Area Requirement / mechanism
Security β€” data access All structured queries are read-only: IR validation + SQL compiler whitelist + sqlglot SELECT-only guard + read-only session + LIMIT/timeout. DB credentials are Fernet-encrypted with an owner check.
Security β€” PII PII columns carry no sample values into prompts; Langfuse masks PII on assembler/chatbot spans.
Reliability Never-throw seams across tools/query/executors/state/report β€” failures degrade to soft output rather than crashing a turn.
Performance Redis response cache (stateless chat only) + retrieval cache; pooled DB engines + speculative prewarm; warm Azure clients per process.
Observability Langfuse: one trace per request (router/planner/assembler/chatbot + tool spans), tokens + latency.
Portability Runs on HuggingFace Spaces (Linux) and Windows (run.py sets the selector event-loop policy for psycopg3 async).

11. Integrations & dependencies

  • Two-repo boundary: Python is edited independently; Go + FE are reference-only. Python reads/writes shared Postgres, reads Azure Blob (Parquet for tabular sources), uses Redis.
  • dedorch migration: Python is moving from the dataeyond DB to dedorch. Go owns all migrations; Python is consumer-only β€” if Python needs a table, it hands Go the schema. Table names are plural (analyses, analyses_messages); rooms/chat_messages are deprecated there.
  • State writes via Go: all analysis-state writes move behind Go; Python's per-turn state access becomes a read-only get (in progress).
  • External services: Azure OpenAI (GPT-4o + embeddings), Azure Blob, Postgres (+ PGVector), Redis, Langfuse.

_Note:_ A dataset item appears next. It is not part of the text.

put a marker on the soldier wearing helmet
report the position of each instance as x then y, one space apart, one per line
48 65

12. Constraints & assumptions

  • The slow path must be enabled (enable_slow_path=true) for reports to have content.
  • report_inputs is Python-owned but its schema is provided to Go so the dedorch migration creates it (so it survives the SKIP_INIT_DB cutover).
  • Charts and images are out of scope for now β€” reports are markdown (tables/bold/italic/separators); charts (Plotly JSON) and images (table + bucket) are deferred.
  • The frontend has no dedicated UI designer; UI is being researched in parallel.

13. Open items & roadmap

Tracked in DEV_PLAN.md Β§4. Headlines: finish Go-side state ownership (#7/#18), the dedorch analyses migration (#3, mostly done), HF deploy + playground test (#13), chat-path migration to analyses_messages (#25), and the deferred charts/images/UI work (#26/#27/#28).

14. Glossary

  • Slow path β€” the deterministic Plannerβ†’TaskRunnerβ†’Assembler analytical pipeline.
  • report_inputs β€” the jsonb table of slow-path run records the report reads (formerly analysis_records).
  • dedorch β€” the shared Postgres DB the service is migrating to; Go owns its migrations.
  • CRISP-DM β€” the cross-industry standard data-mining process the analysis is structured around.
  • analysis_id == room_id β€” one analysis session is one chat room, identified by the same id.